Radioisotope ADME (RI-ADME) studies are enabling visualization of the biodistribution in molecular imaging. We applied RI-ADME to investigate the tumor targeting capacity and biodistribution of trastuzumab-monomethyl auristatin F (LCB14-0110) in JIMT-1 xenograft mice and healthy marmoset. The LCB14-0110 was labelled with 125I. 125I-LCB14-0110 was intravenously administered to the animals. The gamma-count and single-photon emission computed tomography/computed tomography (SPECT/CT) was conducted for biodistributioon and bioimaging of the biopharmaceutics. Tumor uptake in xenograft mice was highest at three-day after 125I-LCB14-0110 administration in both the biodistribution and SPECT/CT bioimaging. Alternatively, blood and organ tissues showed gradual decrease in radioactivity over time.
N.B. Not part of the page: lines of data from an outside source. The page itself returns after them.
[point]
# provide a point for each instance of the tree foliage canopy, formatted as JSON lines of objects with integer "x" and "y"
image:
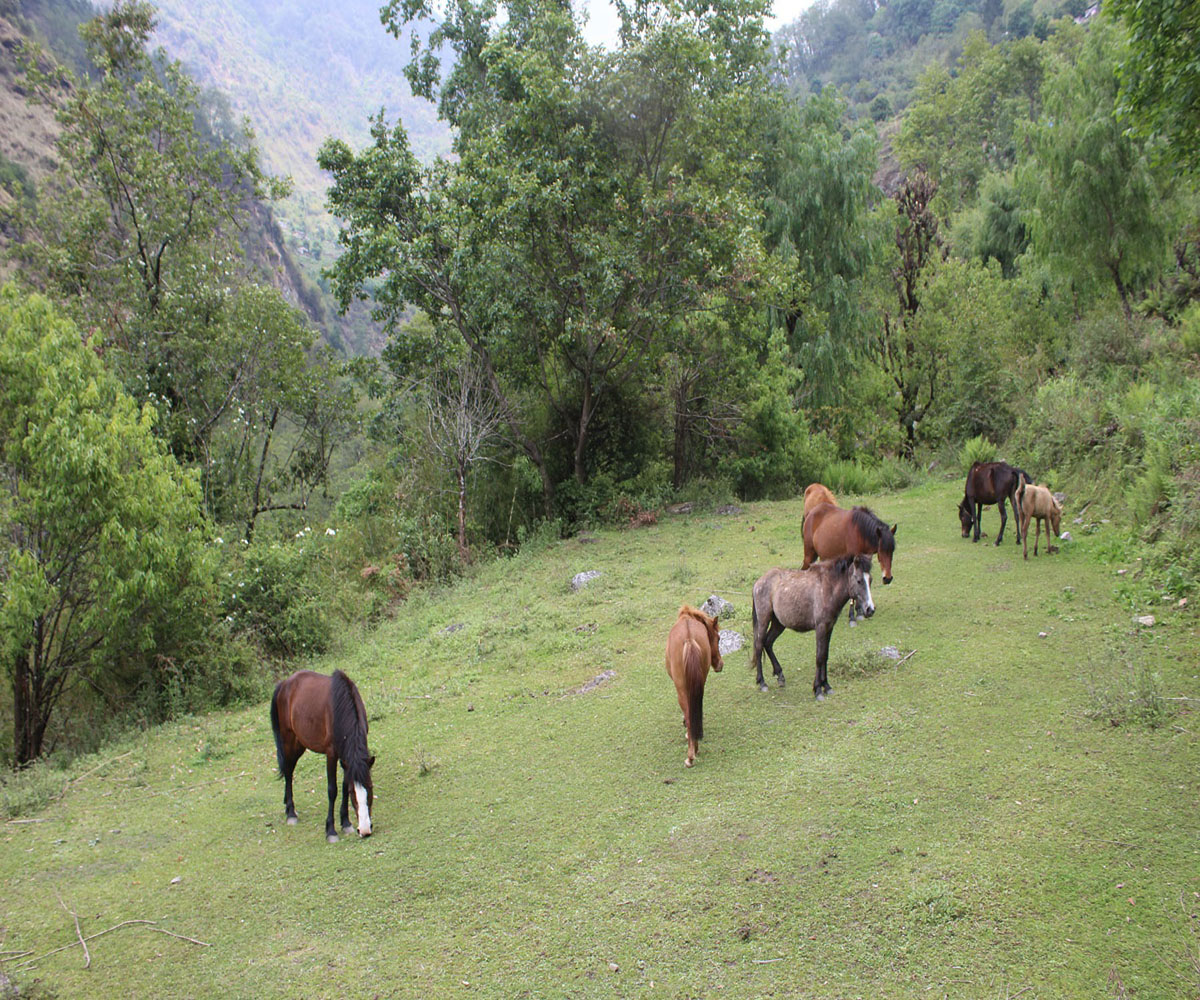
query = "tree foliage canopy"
{"x": 102, "y": 557}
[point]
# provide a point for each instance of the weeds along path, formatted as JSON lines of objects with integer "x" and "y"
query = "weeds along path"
{"x": 953, "y": 825}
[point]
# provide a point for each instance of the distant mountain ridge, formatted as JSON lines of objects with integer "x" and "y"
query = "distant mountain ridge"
{"x": 301, "y": 72}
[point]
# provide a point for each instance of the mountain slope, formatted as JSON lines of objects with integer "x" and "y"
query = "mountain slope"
{"x": 301, "y": 72}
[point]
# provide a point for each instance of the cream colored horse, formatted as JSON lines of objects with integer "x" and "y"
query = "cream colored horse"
{"x": 1038, "y": 503}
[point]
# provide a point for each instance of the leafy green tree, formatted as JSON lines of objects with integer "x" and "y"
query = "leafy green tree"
{"x": 1099, "y": 208}
{"x": 102, "y": 558}
{"x": 912, "y": 353}
{"x": 960, "y": 127}
{"x": 1161, "y": 73}
{"x": 595, "y": 202}
{"x": 819, "y": 193}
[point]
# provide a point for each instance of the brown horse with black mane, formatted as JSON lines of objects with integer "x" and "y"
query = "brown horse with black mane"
{"x": 991, "y": 483}
{"x": 324, "y": 714}
{"x": 815, "y": 495}
{"x": 831, "y": 532}
{"x": 693, "y": 647}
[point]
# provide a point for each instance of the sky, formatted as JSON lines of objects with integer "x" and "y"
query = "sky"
{"x": 603, "y": 21}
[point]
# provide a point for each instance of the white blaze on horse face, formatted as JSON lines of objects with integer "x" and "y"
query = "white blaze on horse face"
{"x": 867, "y": 586}
{"x": 363, "y": 809}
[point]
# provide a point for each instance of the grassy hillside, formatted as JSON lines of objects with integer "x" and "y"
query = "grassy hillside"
{"x": 955, "y": 825}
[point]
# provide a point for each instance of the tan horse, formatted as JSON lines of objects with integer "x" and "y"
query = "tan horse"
{"x": 693, "y": 647}
{"x": 1037, "y": 502}
{"x": 815, "y": 495}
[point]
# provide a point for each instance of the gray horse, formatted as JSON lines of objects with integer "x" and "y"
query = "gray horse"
{"x": 808, "y": 600}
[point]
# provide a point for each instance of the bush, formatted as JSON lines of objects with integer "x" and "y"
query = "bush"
{"x": 977, "y": 449}
{"x": 270, "y": 597}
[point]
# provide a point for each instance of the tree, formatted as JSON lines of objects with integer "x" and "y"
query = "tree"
{"x": 597, "y": 201}
{"x": 906, "y": 349}
{"x": 819, "y": 193}
{"x": 101, "y": 538}
{"x": 1161, "y": 73}
{"x": 462, "y": 421}
{"x": 137, "y": 238}
{"x": 1098, "y": 202}
{"x": 963, "y": 126}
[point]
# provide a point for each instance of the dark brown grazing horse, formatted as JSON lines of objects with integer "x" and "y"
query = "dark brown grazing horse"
{"x": 324, "y": 714}
{"x": 991, "y": 483}
{"x": 808, "y": 600}
{"x": 831, "y": 532}
{"x": 694, "y": 645}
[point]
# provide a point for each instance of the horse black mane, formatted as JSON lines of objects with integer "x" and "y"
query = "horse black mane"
{"x": 349, "y": 730}
{"x": 845, "y": 562}
{"x": 867, "y": 522}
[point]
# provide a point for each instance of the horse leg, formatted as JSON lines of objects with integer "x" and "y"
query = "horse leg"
{"x": 821, "y": 681}
{"x": 756, "y": 656}
{"x": 331, "y": 780}
{"x": 682, "y": 694}
{"x": 291, "y": 755}
{"x": 773, "y": 632}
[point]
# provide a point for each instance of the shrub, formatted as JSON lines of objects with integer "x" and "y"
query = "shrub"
{"x": 977, "y": 449}
{"x": 1128, "y": 696}
{"x": 270, "y": 597}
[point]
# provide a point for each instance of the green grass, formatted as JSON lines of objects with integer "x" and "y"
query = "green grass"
{"x": 953, "y": 825}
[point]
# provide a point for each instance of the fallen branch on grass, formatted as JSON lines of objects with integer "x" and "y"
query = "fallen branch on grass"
{"x": 83, "y": 944}
{"x": 153, "y": 924}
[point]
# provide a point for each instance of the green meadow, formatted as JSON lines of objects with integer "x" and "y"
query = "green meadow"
{"x": 1013, "y": 810}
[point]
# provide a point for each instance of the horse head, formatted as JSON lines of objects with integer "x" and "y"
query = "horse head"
{"x": 714, "y": 645}
{"x": 966, "y": 516}
{"x": 363, "y": 791}
{"x": 858, "y": 576}
{"x": 886, "y": 544}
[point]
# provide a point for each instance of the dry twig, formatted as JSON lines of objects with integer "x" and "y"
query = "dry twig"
{"x": 83, "y": 944}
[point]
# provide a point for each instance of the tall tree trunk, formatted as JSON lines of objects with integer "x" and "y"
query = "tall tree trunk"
{"x": 1122, "y": 291}
{"x": 462, "y": 513}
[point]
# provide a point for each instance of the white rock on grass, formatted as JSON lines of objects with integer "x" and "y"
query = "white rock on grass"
{"x": 582, "y": 579}
{"x": 717, "y": 608}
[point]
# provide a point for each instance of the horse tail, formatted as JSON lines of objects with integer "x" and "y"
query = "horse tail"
{"x": 275, "y": 729}
{"x": 349, "y": 728}
{"x": 694, "y": 670}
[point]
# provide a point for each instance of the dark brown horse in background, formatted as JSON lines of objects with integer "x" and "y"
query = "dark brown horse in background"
{"x": 807, "y": 600}
{"x": 991, "y": 483}
{"x": 694, "y": 645}
{"x": 324, "y": 714}
{"x": 831, "y": 532}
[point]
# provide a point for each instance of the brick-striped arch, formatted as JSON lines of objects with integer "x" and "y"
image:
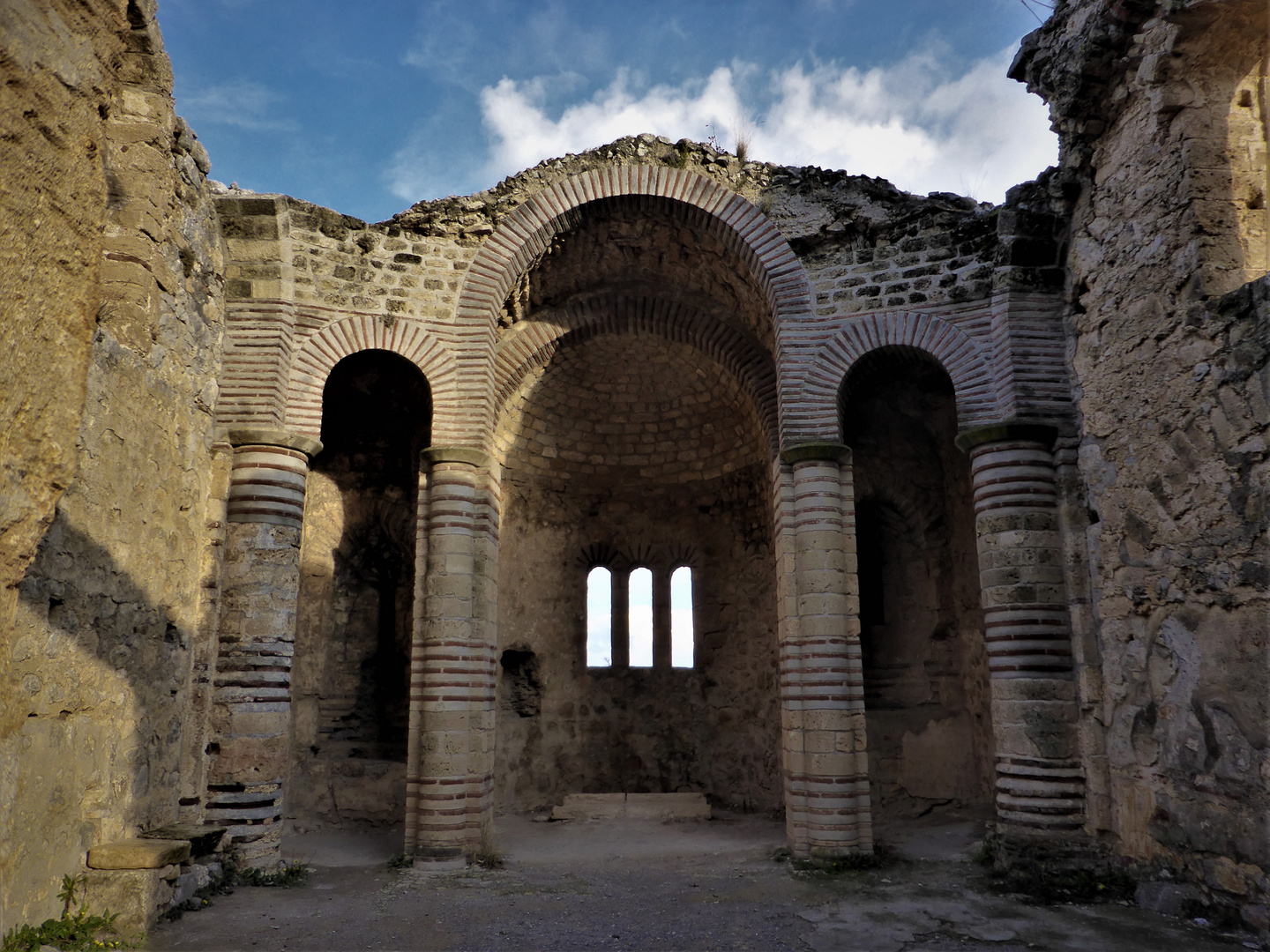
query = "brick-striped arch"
{"x": 536, "y": 340}
{"x": 333, "y": 343}
{"x": 811, "y": 414}
{"x": 527, "y": 233}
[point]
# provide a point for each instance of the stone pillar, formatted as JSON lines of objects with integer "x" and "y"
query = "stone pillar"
{"x": 1041, "y": 784}
{"x": 417, "y": 640}
{"x": 826, "y": 761}
{"x": 661, "y": 619}
{"x": 250, "y": 718}
{"x": 452, "y": 692}
{"x": 621, "y": 620}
In marmosets, radioactivity in all organ tissues rapidly reduced and no specific targeting of organs was observed in the biodistribution study and SPECT/CT imaging. Hence, 125ILCB14- 0110 demonstrated effective tumor targeting capacity and accumulated in JIMT-1 cell-bearing mice. However, accumulation did not occur in the organs of xenograft mice. Additionally, marmosets showed rapidly decrease in radioactivity throughout the entire body without accumulation in the normal organs. We also confirmed that the drug distribution was similar in normal organs between the two experimental animal species except spleen. Therefore, 125I is expected to be a useful tool in the study of RI-ADME in biopharmaceuticals through minimal antibody modification.